C'est par une construction où de ne sert qu'à déterminer, qu'il faut interpréter ce vers de Molière : C'est un étrange fait du soin que vous prenez, à me venir toujours jeter mon âge au nez [le fait du soin, le fait qui est le soin]. [Molière, L'école des maris]

REMARQUE

Ajoutez :

17. À la règle qui veut qu'on dise, par exemple, de bons soldats, et non des bons soldats (voy. la Rem. 2), citons comme exception difficile à imiter, mais qui du moins doit être notée, ce vers de Racine : Qui sait si.... Ce roi [Mithridate].... N'accuse point le ciel qui le laisse outrager, Et des indignes fils qui n'osent le venger ? [Racine, Mithridate] Notez encore et n'imitez pas : Ces sages Qui dans un noble exil sur des lointains rivages.... [Delille, Les jardins ou L'art d'embellir les paysages]

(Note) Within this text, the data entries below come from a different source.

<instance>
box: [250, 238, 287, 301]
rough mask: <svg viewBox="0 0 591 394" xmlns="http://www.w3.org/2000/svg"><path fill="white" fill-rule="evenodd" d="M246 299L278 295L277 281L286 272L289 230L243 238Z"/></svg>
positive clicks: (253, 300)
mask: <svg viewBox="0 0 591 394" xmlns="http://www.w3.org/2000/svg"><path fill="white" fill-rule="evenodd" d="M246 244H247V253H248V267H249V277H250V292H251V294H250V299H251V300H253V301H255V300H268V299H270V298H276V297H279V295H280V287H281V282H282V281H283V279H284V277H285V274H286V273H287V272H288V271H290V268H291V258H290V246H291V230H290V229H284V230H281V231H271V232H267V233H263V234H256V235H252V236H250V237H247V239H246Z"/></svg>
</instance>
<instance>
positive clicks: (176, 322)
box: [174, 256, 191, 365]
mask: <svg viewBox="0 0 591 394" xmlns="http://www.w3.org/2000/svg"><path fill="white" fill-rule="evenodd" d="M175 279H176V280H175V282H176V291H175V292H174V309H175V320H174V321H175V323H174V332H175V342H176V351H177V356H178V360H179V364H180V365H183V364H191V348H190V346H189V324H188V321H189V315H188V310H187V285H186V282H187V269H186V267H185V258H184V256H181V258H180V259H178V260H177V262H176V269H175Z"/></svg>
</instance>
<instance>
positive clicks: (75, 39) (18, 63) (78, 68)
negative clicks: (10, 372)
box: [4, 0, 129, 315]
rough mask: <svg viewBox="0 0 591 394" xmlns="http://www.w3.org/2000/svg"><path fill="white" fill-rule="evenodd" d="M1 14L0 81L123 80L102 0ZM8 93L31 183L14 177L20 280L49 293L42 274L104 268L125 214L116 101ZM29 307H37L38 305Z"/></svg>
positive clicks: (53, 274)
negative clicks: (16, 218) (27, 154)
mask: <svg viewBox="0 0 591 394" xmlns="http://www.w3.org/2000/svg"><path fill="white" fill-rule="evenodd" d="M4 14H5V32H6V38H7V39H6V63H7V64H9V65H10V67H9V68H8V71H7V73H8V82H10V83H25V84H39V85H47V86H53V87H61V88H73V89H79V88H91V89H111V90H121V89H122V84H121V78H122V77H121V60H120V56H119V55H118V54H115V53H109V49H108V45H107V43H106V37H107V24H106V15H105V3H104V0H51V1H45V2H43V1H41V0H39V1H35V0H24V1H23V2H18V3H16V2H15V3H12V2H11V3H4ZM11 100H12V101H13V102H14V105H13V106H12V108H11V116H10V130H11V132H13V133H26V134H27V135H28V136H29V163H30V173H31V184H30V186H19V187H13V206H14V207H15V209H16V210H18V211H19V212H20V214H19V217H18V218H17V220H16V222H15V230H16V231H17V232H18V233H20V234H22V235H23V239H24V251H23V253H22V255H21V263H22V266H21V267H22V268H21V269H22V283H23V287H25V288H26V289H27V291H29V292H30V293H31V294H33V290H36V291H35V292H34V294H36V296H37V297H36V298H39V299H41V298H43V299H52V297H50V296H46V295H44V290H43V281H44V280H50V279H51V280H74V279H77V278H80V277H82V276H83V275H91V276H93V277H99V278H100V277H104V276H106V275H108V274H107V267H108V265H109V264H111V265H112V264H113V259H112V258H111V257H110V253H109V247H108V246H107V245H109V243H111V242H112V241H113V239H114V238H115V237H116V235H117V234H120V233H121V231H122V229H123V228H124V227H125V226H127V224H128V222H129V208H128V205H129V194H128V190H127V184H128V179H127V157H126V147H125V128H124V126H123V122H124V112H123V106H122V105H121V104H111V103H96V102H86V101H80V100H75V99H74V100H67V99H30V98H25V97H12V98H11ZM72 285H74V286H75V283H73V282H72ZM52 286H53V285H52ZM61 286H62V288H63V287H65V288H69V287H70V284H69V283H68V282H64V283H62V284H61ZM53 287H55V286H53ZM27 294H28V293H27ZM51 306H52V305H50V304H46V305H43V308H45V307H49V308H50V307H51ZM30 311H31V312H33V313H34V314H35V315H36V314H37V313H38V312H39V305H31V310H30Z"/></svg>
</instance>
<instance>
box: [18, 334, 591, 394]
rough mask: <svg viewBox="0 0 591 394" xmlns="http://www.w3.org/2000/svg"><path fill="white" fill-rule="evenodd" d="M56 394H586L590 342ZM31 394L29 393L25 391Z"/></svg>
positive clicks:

18. Il faut appeler l'attention sur l'emploi de de dans les exemples suivants : Je ne regarde pas tout ce qui me paraît de poli et de régulier. [Méré, t. II, p. 229] Rien ne me paraît de plus inhumain que de.... [Méré, Oeuvr. posthumes, p. 82] Laissant tout ce qui est de vrai, et chassant tout qu'il y a de faux. [Pascal, Pensées] Ce qui est de merveilleux est qu'il n'y en a point de laides [de femmes] dans toute l'île [Majorque]. [Retz, Mémoires] Ce qui est de plus admirable, c'est qu'au milieu de tant de faiblesse... [Bossuet, Panégyrique] Rapprochez ces exemples des exemples analogues qui sont cités à la fin du n° 7. Cet emploi de de, plus restreint aujourd'hui, est un véritable emploi partitif. Laissant tout ce qui est de vrai, de Pascal, est équivalent à : laissant tout ce qui est parmi le vrai. Nous dirions de préférence aujourd'hui : laissant tout ce qui est vrai ; mais la phrase ancienne est plus expressive ; aussi cette tournure ne doit-elle pas être abandonnée.

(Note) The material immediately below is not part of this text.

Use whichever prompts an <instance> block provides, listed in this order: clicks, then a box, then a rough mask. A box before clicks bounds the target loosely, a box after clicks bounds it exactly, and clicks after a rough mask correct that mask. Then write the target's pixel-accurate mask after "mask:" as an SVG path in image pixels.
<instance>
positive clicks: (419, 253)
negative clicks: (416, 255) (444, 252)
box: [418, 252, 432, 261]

19. Il est dit au n° 19 que de entre deux verbes a un sens équivalent à : de ce que, vu que, etc. Mais il est bien entendu qu'il en est de même avec les locutions composées qui remplacent un verbe. J'ai bonne opinion de lui de vous aimer. [Sévigné, 3 juillet 1675] C'est-à-dire : de ce qu'il vous aime.

20. De, précédé de celui ou celle remplaçant un substantif, a quelquefois le sens de : qui consiste à. Cette conduite va bien plus à.... que celle de suivre.... [Fénelon, Lett. spirit. CXXXVI] De tous mes châteaux en Espagne, il ne me reste que celui de chercher une occupation. [Rousseau, Les confessions]

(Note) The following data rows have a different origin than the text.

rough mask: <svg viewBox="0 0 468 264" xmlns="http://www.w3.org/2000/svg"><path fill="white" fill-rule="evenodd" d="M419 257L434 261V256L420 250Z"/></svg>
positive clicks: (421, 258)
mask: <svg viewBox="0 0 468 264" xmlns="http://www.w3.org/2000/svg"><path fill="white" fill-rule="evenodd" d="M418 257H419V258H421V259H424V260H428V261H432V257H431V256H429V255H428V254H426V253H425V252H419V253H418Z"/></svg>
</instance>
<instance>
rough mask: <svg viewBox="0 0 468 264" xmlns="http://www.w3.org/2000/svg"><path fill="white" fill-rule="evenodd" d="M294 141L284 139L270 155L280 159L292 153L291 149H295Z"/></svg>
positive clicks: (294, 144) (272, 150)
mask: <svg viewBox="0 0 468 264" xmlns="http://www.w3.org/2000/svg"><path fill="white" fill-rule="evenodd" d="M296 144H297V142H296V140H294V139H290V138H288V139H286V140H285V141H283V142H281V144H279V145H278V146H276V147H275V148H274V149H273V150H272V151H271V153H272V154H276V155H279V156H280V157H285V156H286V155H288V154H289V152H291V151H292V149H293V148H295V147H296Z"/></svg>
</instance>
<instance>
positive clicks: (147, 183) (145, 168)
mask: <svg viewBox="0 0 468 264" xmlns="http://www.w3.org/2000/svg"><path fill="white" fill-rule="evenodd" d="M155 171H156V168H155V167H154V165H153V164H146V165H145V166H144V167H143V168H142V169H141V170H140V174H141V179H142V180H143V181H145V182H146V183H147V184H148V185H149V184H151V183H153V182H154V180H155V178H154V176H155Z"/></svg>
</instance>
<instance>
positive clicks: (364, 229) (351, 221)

21. J. J. Rousseau a dit : Il y a quelque chose de dur et d'injuste de compter pour rien ce que j'ai fait. [Rousseau, Correspondance] On dit plus ordinairement : à compter. Mais de compter est bon aussi.

22. Régnier a dit : On a prétention.... Me rendre.... Le ventre creux, Ép. III. De coup ou de poison il est permis changer. [Rousseau, Ép. II] La suppression de de est un archaïsme, qui est tombé en désuétude.

23. On sait que, dans l'ancienne langue, le complément du comparatif se rendait non par que, mais par de. En voici un exemple dans un texte latin du IXe siècle : Accentus est anima verborum sive vox syllabae, quae in sermone plus sonat de ceteris syllabis. Revue critique, 8 février 1873, p. 87]

24. Voir pour l'emploi de de comme particule nobiliaire, le mot NOBILIAIRE.